When the famous one-legged pottery entrepreneur Josiah Wedgwood joined the committee, he had one of his craftsmen make a bas-relief of a kneeling slave, in chains, encircled by the legend ‘Am I Not a Man and a Brother?’ American anti-slavery sympathizer Benjamin Franklin, impressed, declared that the image had an impact ‘equal to that of the best written Pamphlet.’ Clarkson gave out 500 of these medallions on his organizing trips. ‘Of the ladies, several wore them in bracelets, and others had them fitted up in an ornamental manner as pins for their hair.’ The equivalent of the lapel buttons we wear for an electoral campaign, this was probably the first widespread use of a logo designed for a political cause. It was the 18th century’s ‘new media.’

Within a few years, another tactic arose from the grassroots. Throughout the length and breadth of the British Isles, people stopped eating the major product harvested by British slaves: sugar. Clarkson was delighted to find a ‘remedy, which the people were... taking into their own hands.... Rich and poor, churchmen and dissenters.... By the best computation I was able to make from notes taken down in my journey, no fewer than three hundred thousand persons had abandoned the use of sugar.’ Almost like ‘fair trade’ food labeling today, advertisements quickly filled the press: ‘BENJAMIN TRAVERS, Sugar-Refiner, acquaints the Publick that he has now an assortment of Loaves, Lumps, Powder Sugar, and Syrup, ready for sale... produced by the labour of FREEMEN.’ Then, as now, the full workings of a globalized economy were largely invisible. The boycott caught people’s imagination because it brought these hidden ties to light. The poet Robert Southey spoke of tea as ‘the blood-sweetened beverage."

Slavery advocates were horrified. One rushed out a counterpamphlet claiming that ‘sugar is not a luxury; but... a necessary of life; and great injury have many persons done to their constitutions by totally abstaining from it.’

Slave ShipThe abolitionists pioneered another key organizing tool as well, and you have seen it. Rare is the TV program or illustrated book about slavery that does not show a detailed, diagramlike top-down view of rows of slaves’ bodies packed like sardines into a ship.
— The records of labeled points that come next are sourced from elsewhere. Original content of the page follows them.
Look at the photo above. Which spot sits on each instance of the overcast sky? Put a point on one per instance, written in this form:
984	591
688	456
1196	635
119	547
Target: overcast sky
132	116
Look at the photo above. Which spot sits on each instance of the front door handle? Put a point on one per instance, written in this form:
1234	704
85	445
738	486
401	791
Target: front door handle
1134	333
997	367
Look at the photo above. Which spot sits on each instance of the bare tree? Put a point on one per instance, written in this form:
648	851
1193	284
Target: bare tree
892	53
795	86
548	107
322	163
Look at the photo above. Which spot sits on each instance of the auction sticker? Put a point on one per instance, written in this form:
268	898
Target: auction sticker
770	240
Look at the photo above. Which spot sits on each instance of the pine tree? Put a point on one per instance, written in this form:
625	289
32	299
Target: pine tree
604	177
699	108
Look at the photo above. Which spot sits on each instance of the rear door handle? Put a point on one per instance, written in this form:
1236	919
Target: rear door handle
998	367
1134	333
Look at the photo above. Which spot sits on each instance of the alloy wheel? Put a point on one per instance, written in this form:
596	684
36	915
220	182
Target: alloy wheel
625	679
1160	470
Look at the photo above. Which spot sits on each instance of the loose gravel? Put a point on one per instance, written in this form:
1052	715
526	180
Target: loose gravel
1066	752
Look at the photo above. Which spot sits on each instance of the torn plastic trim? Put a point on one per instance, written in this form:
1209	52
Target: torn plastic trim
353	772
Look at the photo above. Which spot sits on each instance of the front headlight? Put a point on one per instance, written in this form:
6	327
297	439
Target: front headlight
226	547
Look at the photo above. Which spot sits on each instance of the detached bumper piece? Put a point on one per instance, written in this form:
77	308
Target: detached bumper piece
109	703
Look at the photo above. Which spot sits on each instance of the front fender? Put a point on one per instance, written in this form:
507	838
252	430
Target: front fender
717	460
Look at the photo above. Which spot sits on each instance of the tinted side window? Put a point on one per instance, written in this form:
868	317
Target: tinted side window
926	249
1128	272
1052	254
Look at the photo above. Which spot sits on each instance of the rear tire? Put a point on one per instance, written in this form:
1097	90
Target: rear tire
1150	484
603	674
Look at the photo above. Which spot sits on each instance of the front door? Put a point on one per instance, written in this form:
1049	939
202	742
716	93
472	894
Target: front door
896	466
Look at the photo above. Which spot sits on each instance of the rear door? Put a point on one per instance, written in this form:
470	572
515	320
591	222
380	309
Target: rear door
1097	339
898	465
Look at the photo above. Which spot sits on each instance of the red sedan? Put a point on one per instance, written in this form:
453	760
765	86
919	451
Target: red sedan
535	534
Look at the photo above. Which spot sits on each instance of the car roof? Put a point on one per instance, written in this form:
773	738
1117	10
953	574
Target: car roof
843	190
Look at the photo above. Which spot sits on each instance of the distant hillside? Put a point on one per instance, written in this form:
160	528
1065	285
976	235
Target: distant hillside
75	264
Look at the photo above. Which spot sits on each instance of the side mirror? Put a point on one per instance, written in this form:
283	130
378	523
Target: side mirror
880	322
The ship is a specific one, the Brookes, of Liverpool, and Clarkson and his colleagues swiftly printed 8,700 copies of the diagram, and it was soon hung on the walls of homes and pubs throughout the country. Part of its brilliance was that it was unanswerable: What could the slave interests do, make a painting of happy slaves on shipboard? Precise, understated, and eloquent in its starkness, it was the first widely reproduced political poster....

Meanwhile, something else feeding the country’s growing antislavery fervor was Olaudah Equiano’s autobiography, a vivid account of his life in slavery and freedom. At seven shillings a copy, it became a best-seller. For an extraordinary five years, he promoted his book throughout the kingdom, winning a particularly friendly reception in Ireland, whose people felt that they, too, knew something about oppression by the British. Equiano’s was the first great political book tour....

The slave interests’ tactics bore a fascinating resemblance to the way industries under assault try to defend themselves today. When, for instance, there were moves in Parliament to try to regulate the treatment of slaves, the planters hastily drew up a lofty-sounding code of conduct of their own and insisted no government interference was necessary. They considered other P.R. techniques as well. ‘The vulgar are influenced by names and titles,’ suggested one pro-slavery writer in 1789. ‘Instead of SLAVES, let the Negroes be called ASSISTANT-PLANTERS; and we shall not then hear such violent outcries against the slave-trade.’”

If, as the author suggests, so many of these grassroots tactics were pioneered here, what was it that made the tactics suddenly possible? Might it have something to do with the increasing availability of cheap paper and printing? A sea change in popular mood and political will fueled by access to decentralized publishing, and direct action in the fields?